Every keystroke you make on some wireless keyboards can be spied on by hackers lurking nearby, according to research released by cybersecurity firm Bastille Tuesday. The “vast majority” of low-cost wireless keyboards are vulnerable to an attack researchers have dubbed “KeySniffer,” according to the company.
“When we purchase a wireless keyboard we reasonably expect that the manufacturer has designed and built security into the core of the product,” said Marc Newlin, the Bastille researcher who discovered the vulnerability, in a press release. “Unfortunately, we tested keyboards from 12 manufacturers and were disappointed to find that eight manufacturers (two-thirds) were susceptible to the KeySniffer hack.”
The attack allows hackers up to 250 feet away to eavesdrop on people as they type – potentially sucking credit card numbers, usernames, passwords and personal information shared with confidants, according to the researchers. The heart of the problem is that the connections between computers and the identified keyboards don’t use encryption, unlike more costly models, and are left vulnerable to a hacker with special equipment costing less than $100.

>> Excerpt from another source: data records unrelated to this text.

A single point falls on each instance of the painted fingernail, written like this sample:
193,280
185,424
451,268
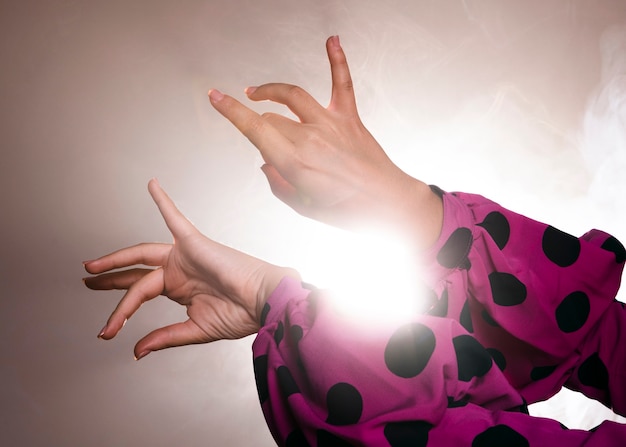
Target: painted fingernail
215,95
142,354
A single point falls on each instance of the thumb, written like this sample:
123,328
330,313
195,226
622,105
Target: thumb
177,334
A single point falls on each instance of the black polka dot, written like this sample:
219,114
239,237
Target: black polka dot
541,372
472,359
593,373
612,244
466,318
456,403
440,309
296,439
561,248
454,252
344,403
260,376
498,358
295,332
407,433
286,382
280,331
409,349
489,319
500,435
498,228
573,312
264,312
327,439
506,289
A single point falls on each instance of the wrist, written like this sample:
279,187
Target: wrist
270,281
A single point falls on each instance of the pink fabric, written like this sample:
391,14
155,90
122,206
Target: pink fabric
461,375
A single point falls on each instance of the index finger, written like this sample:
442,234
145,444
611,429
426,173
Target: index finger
275,148
174,219
342,98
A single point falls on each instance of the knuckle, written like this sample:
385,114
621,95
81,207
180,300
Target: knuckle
295,92
256,124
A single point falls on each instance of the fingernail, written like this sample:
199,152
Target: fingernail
141,355
215,95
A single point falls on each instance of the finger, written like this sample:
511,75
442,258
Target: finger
303,105
289,128
148,287
274,147
177,334
116,280
342,98
147,254
174,219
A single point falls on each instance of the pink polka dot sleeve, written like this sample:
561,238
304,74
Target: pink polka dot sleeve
528,292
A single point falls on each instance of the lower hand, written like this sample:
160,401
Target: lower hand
224,290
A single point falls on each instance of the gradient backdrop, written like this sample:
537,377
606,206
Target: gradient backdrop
521,100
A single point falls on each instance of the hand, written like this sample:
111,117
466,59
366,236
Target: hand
328,166
223,289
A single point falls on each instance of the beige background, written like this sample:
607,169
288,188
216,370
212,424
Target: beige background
522,101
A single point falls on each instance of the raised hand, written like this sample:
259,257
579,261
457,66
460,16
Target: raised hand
328,166
223,289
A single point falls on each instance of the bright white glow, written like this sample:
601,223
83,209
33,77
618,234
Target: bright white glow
372,277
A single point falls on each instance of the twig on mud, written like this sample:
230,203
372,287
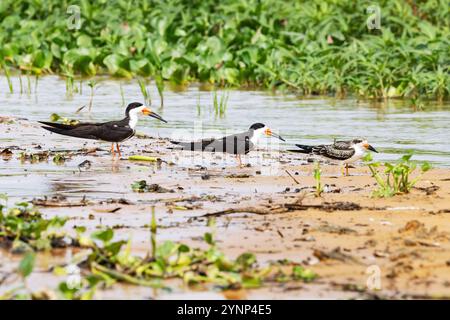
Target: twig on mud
255,210
293,178
59,202
296,206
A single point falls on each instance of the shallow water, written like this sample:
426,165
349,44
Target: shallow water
392,128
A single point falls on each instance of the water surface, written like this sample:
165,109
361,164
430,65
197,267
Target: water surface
393,127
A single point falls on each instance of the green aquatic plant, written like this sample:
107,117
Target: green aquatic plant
92,84
396,178
54,117
108,261
220,105
23,227
145,92
308,47
160,87
317,177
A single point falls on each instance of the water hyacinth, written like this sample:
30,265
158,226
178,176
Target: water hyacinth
311,47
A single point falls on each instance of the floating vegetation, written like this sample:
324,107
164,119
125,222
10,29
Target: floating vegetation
317,177
307,46
92,84
145,92
109,261
54,117
142,186
23,228
396,178
220,105
144,158
34,157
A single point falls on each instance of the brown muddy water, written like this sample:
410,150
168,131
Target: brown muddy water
339,245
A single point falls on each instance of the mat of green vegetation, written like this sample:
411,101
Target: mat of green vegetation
311,47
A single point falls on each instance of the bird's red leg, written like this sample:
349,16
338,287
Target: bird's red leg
118,150
238,157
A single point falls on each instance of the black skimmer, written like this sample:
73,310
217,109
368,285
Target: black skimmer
344,152
237,144
112,131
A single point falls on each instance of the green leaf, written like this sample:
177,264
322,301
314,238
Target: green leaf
425,166
209,238
26,266
105,235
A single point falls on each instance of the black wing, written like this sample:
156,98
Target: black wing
114,131
331,152
234,144
196,145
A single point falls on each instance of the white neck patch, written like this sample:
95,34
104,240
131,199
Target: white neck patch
134,116
257,134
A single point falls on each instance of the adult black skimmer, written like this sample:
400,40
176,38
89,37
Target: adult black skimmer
344,152
112,131
237,144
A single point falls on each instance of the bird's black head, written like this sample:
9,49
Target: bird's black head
132,106
357,140
256,126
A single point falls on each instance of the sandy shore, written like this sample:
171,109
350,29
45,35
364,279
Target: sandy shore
346,236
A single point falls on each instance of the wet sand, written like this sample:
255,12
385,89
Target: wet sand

The issue does not affect Bluetooth keyboards because they are subject to industry standards that require stronger security measures, according to Bastille. However, the company said some keyboards from major manufacturers, including Toshiba and HP, that rely on radio signals are vulnerable. In HP’s case, Bastille found that its “HP Wireless Classic Desktop wireless keyboard” was vulnerable, while Toshiba’s PA3871U-1ETB wireless keyboard was also affected. Toshiba and HP did not immediately respond to a request for comment.
Kensington, the maker of another vulnerable keyboard called the Kensington ProFit Wireless Keyboard, released a statement saying it has taken “all necessary measures to close any security gaps and ensure the privacy of users” and has released a firmware update for the device that includes encryption. You can find a full list of the affected devices here.
Bastille says it reached out to manufacturers before going public with its research, but that many of the devices aren’t able to be updated to defend against the attacks. The cybersecurity firm recommends replacing the keyboards with Bluetooth or wired models. It remains unclear if any of the keyboard makers plans to offer refunds or replacements to consumers who purchased the vulnerable models.